Илья не принял шутки.

– Отчасти это, наверное, так и есть, – жестко сказал он. – Можно быть вредным для общества и для дела не только какими-то действиями, но и бездействием... А теперь выполните, пожалуйста, мою небольшую просьбу. Мне нужен подробный отчет о ваших действительных ощущениях во время приема хаотической информации.

Слово "действительных" Илья произнес громче остальных, и во взгляде Юргена что-то дрогнуло.

– Не морочьте мне голову, – грубо сказал он. – Я давным-давно сдал все необходимые отчеты.

– Ваши отчеты – фантастика! – Илья оставался совершенно спокойным. Иначе говоря, – фальсификация, выдумка, ложь. А мне нужна правда.

– Я свободный человек, – гордо заявил Шварц. Он ступил шаг вперед, в круг света, выпрямился. – И никто не заставит меня делать то, чего я не хочу делать. Вы мне надоели, Садовник, кроме того, я не приглашал вас в гости.

– Странное у вас понимание свободы, – покачал головой Илья. – Вы что, забыли: жить в обществе и быть свободным от него...

– Не трудитесь вспоминать, – Шварц, по-видимому, вконец разъярился. – Я тоже читал классиков марксизма-ленинизма... Но я вовсе не обязан выворачивать перед вами душу. Кстати, меня ограждает право вето. Или вы и об этом забыли?

– Юрген, – устало сказал Илья, – вы же умный человек, умнейший даже. Как вы не понимаете, что нам крайне важно выяснить сущность этой Боли. Узнать, что скрывается за ней. И ваша ложь сейчас вредит общему делу. Впрочем, как вредила и раньше, как вредит любое сокрытие истины... Мне некогда вести дискуссию об аморальности вашего поведения. Мне нужна информация. И немедленно. Если вы не расскажете обо всем сами, я буду вынужден просить совет Мира прозондировать ваше сознание.

Шварц побледнел.

– Вы не посмеете, – прошептал он недоверчиво. – Это унизительно... И для меня, и для вас...

– Еще как посмею, – заверил его Илья. – У меня, повторяю, нет выбора.

– А чего вы хотели? – закричал вдруг Юрген. Космолог заметался по каюте, пиная попадающиеся на пути предметы. – Чтобы я разнюнился, как ваша Лоран? Чтобы случайная, глупая боль, – да, я уверен, что это тоже вторичный эффект, в крайнем случае, сигнал о каких-то неполадках в энергетической системе, – чтобы эта боль обрушила на Окно и его исследователей океан вашего безотказного гуманизма?! Да эта "беспредельная боль", – он явно передразнивал Полину, – в сравнении с океаном вашей обязательной доброты – жалкая лужица! Я расскажу, если вы настаиваете, я, конечно, все расскажу...

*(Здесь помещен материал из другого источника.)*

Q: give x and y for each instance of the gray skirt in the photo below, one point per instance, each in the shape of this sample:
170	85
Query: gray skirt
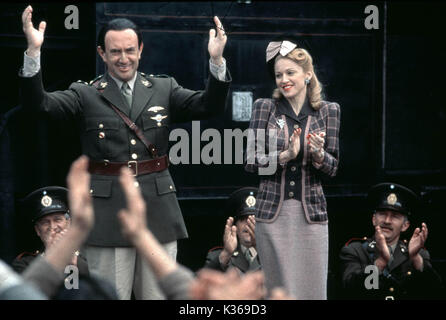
294	253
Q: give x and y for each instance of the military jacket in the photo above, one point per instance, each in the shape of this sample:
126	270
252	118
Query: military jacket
157	102
238	260
399	280
22	261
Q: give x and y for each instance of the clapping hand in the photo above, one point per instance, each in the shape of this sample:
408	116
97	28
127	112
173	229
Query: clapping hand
316	143
417	241
217	42
34	36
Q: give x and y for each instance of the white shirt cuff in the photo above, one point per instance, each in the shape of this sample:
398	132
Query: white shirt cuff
218	72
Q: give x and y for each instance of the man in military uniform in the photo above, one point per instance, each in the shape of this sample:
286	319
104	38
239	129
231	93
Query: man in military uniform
239	249
383	266
50	216
124	117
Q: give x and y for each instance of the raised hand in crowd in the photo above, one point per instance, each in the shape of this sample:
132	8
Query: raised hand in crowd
34	36
416	243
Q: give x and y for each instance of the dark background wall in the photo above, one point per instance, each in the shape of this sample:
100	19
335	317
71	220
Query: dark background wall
388	82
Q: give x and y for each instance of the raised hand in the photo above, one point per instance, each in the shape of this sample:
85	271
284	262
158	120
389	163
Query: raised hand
417	241
251	226
230	236
34	37
294	146
217	42
316	143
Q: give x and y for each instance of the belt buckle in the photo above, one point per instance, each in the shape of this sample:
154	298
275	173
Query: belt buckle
135	170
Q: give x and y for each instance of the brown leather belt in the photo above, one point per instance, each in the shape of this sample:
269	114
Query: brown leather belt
138	167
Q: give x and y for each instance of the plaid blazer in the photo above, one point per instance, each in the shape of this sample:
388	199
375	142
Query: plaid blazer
263	151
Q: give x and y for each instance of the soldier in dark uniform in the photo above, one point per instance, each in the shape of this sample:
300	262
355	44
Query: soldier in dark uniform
384	266
239	237
50	215
124	118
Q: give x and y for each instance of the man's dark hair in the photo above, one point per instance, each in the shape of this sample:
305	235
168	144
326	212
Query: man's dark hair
118	25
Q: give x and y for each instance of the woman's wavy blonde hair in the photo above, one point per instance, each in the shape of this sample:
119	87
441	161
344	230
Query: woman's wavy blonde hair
314	88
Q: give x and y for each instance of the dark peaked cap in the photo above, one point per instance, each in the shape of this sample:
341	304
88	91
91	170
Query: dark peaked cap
46	200
392	196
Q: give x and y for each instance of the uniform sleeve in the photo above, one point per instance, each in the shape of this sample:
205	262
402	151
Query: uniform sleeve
44	276
353	273
187	105
60	105
175	285
330	164
261	155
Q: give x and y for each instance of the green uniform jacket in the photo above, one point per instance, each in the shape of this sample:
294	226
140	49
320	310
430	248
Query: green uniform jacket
238	260
105	136
399	280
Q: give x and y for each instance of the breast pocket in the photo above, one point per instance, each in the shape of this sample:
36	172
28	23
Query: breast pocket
155	126
164	185
101	188
101	136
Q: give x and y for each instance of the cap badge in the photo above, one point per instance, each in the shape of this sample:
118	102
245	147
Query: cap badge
46	201
250	201
392	199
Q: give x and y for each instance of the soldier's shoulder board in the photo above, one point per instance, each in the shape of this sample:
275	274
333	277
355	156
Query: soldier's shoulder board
155	75
355	239
95	80
26	254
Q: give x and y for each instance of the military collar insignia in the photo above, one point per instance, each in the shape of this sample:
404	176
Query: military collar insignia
146	83
280	122
103	84
155	109
392	199
158	119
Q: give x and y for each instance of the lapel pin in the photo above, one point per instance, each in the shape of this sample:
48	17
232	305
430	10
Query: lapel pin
155	109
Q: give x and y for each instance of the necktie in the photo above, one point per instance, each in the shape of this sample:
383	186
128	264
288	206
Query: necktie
391	256
251	255
127	93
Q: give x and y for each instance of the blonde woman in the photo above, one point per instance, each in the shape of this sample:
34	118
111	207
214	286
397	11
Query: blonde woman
292	220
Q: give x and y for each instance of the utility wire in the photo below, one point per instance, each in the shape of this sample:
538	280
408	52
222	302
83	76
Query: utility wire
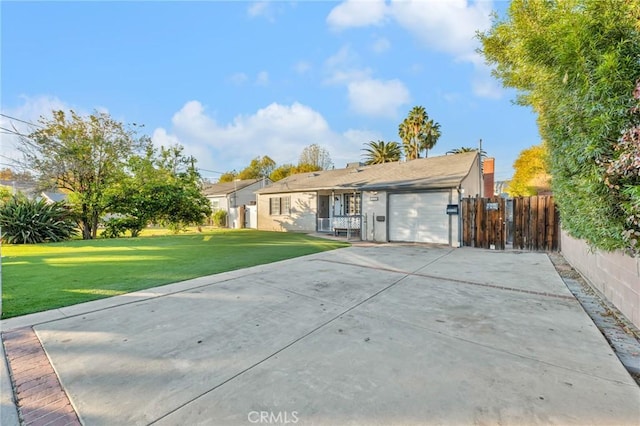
17	119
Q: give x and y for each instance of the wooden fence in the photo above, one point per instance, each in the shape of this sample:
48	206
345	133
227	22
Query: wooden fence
536	223
529	223
483	222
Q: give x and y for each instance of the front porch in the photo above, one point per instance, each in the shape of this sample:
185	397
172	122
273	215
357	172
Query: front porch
339	213
348	225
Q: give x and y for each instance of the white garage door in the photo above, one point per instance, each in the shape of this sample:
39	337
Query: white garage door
419	217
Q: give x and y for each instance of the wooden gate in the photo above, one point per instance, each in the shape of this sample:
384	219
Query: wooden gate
529	223
536	223
483	222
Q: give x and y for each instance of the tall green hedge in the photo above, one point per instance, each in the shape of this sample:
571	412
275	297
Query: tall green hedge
575	62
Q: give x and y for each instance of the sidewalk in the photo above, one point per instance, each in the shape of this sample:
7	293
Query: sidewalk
371	334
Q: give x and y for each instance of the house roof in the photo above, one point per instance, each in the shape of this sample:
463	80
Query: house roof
226	188
446	171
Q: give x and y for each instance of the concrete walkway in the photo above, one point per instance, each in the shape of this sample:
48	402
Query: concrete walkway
385	334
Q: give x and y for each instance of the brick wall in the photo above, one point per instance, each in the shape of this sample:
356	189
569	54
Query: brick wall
615	274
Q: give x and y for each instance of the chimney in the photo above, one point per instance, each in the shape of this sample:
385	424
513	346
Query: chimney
488	169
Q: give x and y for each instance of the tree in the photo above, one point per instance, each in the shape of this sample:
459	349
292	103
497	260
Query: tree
378	152
418	133
622	176
260	167
464	149
531	173
81	156
317	156
575	62
161	186
228	176
282	172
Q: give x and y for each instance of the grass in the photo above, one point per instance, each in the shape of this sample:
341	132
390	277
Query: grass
46	276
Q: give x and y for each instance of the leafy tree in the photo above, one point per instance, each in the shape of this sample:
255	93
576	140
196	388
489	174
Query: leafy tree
25	221
260	167
228	176
161	186
317	156
282	172
531	172
82	156
622	176
9	174
378	152
575	62
5	193
418	133
464	149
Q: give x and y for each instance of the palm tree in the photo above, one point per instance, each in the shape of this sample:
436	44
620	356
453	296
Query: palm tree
418	132
462	149
432	135
379	152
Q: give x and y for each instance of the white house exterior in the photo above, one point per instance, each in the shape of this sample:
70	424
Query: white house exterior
412	201
232	196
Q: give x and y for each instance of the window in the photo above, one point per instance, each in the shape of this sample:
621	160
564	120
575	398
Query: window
352	204
285	205
274	206
279	206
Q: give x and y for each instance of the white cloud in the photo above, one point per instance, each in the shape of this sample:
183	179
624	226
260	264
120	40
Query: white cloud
342	67
378	98
367	95
279	131
448	26
238	78
357	13
263	78
380	45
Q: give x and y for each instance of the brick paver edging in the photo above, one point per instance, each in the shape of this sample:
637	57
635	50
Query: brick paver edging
38	392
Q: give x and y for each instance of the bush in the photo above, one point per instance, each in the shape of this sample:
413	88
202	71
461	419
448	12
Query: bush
117	227
27	221
220	218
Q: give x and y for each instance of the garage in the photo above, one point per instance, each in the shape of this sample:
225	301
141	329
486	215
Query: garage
419	217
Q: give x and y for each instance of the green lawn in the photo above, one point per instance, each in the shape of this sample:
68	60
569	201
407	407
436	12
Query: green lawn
46	276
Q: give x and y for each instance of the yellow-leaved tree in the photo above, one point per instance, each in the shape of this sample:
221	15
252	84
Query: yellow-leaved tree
531	172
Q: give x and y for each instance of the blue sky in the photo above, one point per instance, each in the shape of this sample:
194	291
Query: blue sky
234	80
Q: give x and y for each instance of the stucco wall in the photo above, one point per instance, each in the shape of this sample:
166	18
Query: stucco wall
301	219
374	203
615	275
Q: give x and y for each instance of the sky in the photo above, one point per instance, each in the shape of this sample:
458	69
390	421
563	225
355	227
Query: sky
234	80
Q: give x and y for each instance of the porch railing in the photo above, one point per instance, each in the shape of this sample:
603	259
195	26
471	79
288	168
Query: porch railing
339	222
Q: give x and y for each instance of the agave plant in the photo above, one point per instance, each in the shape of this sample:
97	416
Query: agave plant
25	221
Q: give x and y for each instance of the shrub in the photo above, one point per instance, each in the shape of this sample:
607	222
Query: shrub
220	218
27	221
118	226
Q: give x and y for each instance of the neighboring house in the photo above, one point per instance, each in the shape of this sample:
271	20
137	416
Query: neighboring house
413	201
53	197
228	196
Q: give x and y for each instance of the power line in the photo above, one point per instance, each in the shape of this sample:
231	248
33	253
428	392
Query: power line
11	132
210	171
17	119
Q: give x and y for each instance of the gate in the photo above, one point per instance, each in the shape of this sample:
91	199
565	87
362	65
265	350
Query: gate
525	223
536	223
483	222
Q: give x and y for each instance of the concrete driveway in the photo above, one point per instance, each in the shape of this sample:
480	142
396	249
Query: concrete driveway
384	334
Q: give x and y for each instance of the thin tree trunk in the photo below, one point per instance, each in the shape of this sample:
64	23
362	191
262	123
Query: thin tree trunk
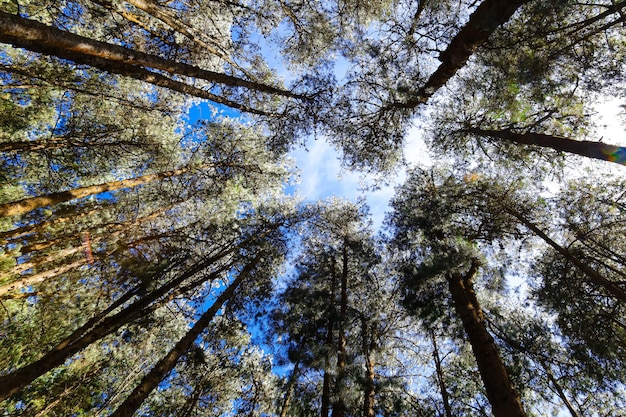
94	330
339	407
29	204
329	343
38	228
594	276
188	31
58	143
369	388
505	402
589	149
289	392
35	36
166	364
440	377
559	390
482	23
39	277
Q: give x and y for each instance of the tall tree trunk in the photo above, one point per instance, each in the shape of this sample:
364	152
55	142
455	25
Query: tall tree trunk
339	407
589	149
39	277
289	391
505	402
559	390
95	330
593	275
440	377
37	37
59	143
166	364
170	19
330	325
29	204
482	23
369	388
38	228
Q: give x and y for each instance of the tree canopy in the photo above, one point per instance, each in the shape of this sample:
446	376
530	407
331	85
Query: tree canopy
156	261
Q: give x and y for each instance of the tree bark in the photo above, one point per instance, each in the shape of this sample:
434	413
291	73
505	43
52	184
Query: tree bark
330	325
33	203
188	31
289	392
369	388
482	23
593	275
94	330
589	149
58	143
339	406
440	377
37	37
39	277
505	402
166	364
559	390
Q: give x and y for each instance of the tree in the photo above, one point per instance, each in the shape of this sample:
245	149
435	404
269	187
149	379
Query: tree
442	246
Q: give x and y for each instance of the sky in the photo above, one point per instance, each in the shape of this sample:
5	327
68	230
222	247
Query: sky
322	176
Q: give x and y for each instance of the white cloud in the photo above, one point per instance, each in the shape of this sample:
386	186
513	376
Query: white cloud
322	176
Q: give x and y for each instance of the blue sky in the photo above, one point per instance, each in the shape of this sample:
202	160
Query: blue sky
322	176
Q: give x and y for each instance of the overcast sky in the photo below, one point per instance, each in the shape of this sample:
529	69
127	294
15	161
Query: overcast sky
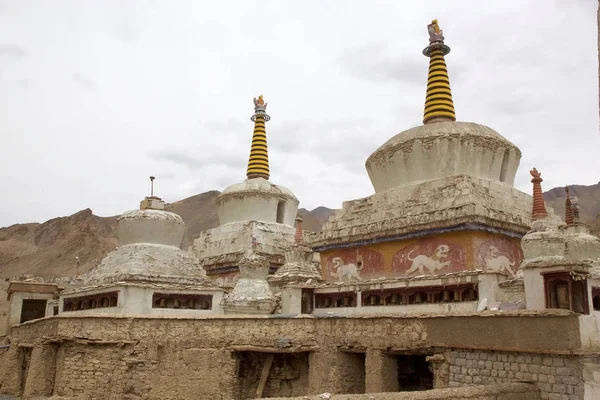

Шварц как-то сразу потускнел, сгорбился, будто прошлая боль вдруг вернулась к нему, нахлынула, и не было сил сопротивляться неизбежному.

В Пустыне было страшно холодно.

Ефремов знал всю подноготную этой человеческой выдумки, да в конце концов форма-скафандр могла оградить его даже от космического холода, и тем не менее шел и шел, забыв обо всем, ежась и кутаясь в куртку.

Он вспомнил все. Скупые сведения и пышные гипотезы о сущности Окна промелькнули пред его внутренним взором. Боль Полины умножилась на боль Шварца, а изо всех признаний космолога вдруг высветлилась одна странная фраза: "Вы знаете, Илья, я удивляюсь не силе боли, не ее масштабам, а ее отвлеченности. Мне постоянно казалось, что это какая-то инородная боль. Будто возле сердца трется и трется кусочек металла".

Илья присел на камень. Какая-то зверюшка – суслик, тушканчик? пристроилась у его ног. Немного отогревшись, запищала, засуетилась.

Мысли не складывались.

Наугад, интуитивно Илья, наконец, выстроил цепочку: инородное тело, то есть Станция, находится в энергетической системе, об этом поступают сообщения, так называемые сигналы боли, и, как результат, как защитная функция Окна, – деятельность амеб. Единственным, что не вписывалось в логическое построение, была Боль. Откуда она? И почему? Почему энергетическая система, то есть главный узел ее – пульсар Скупая, реагирует на их присутствие в Окне именно Болью?! Так ли это? Как проверить, что боль не просто боль (вторичный, третичный эффект восприятия человека), а непосредственная реакция системы на инородное тело?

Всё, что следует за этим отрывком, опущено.